Preliminary Findings

Here are some conclusions from that study: first of all, cisgender features (in this study, the words “cis” and “cisgender”) are very rarely mentioned across the entire population we studied, despite most of that population being cisgender. This reinforces the idea that cisgender is the default state, a sort of “invisible normal.”

With regards to the biography pages of nonbinary people in particular, we had some particularly interesting takeaways: first of all, the prevalence of “nonbinary features” — use of they/them pronouns or neopronouns in particular — tended to be negatively correlated against page length, which may be because editors tend to feel more comfortable simply repetitively using someone’s last name instead of using the singular “they” or neopronouns. This could also be related to an overall trend in which nonbinary people simply aren’t written about as much.

Linear regressions displaying gendered features against page length.

We calculated the linear regression models for gendered group proportions against the lengths of pages in characters. Female features are negatively correlated against page length on transgender people’s pages, while male features are positively correlated. Transgender features (in this study, page use of the word “transgender,” “transsexual,”) are also negatively correlated with page length.

This is likely because many trans people’s pages are what wikipedia calls “stubs” — pages that often just state that the “notable individual” is trans, and then add a sentence or two on what that person has done to make them notable. So, the negative correlation between frequency of “trans feature” use and length of page may simply be because a longer page allows for editors to write about more than just a trans person’s gender.

Conclusion and next steps

As trans activist Tiq Milan put it, there is a paradox inherent in transgender representation: “the more trans people are seen, the more they are violated.” this is known as the visibility paradox: as groups like transgender people are represented in the media more than ever before, much of that representation is going to be stereotypical, and even encourage violence against trans people.

If we make that representation as accurate and sensitive as it can be, though, we can minimize the violence of it. And since Wikipedia is a crowdsourced platform, it’s one that we actually have some control over. We can introduce more nuanced trans narratives to a wider audience due to Wikipedia’s huge internet popularity.

There are several ways we found to do this in our research: one is reformatting lists such as Wikipedia’s “list of transgender people” into tables, making the data easier to work with. We can also run edit-o-thons focused directly on bulking out the pages of trans people, and undoing malicious edits done by anti-transgender groups, such as one we found last week in which malicious editors changed her pronouns to “he.” On the profile of Lynda Cash, the first ever trans person known to have served in Britain’s Royal Navy, all the pronouns were changed, and labeled as a “typo correction” so as to not come up as a major edit.

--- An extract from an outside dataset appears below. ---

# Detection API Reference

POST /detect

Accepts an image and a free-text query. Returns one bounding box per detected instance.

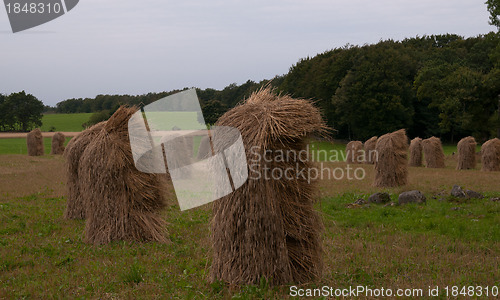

Another way we can help is expanding the biographies of trans people — a volunteer group called the LGBT Wikiproject, which is responsible for much of the data on trans people we were able to use in the first place, does a lot of work on that. Many articles on trans people are currently stubs, or are articles on those people’s murder, for example, rather than the individuals themselves. This not only makes collecting data on the treatment of trans and nonbinary people on Wikipedia harder, but also helps perpetuate biases against them. One example of an article in this category is the one on Leelah Alcorn, which rather than being labeled with her name is labeled “Suicide of Leelah Alcorn.

As activist and actress Laverne Cox put it, trans representation on places like Wikipedia often amounts to barely more than a missing dataset: “we are not basically included in so many levels of data. And so when we’re not counted, we can often be discounted.” As trans and nonbinary people and allies, it is important that we use our data skills for good, and to make sure that where we are represented, it is done correctly and humanely.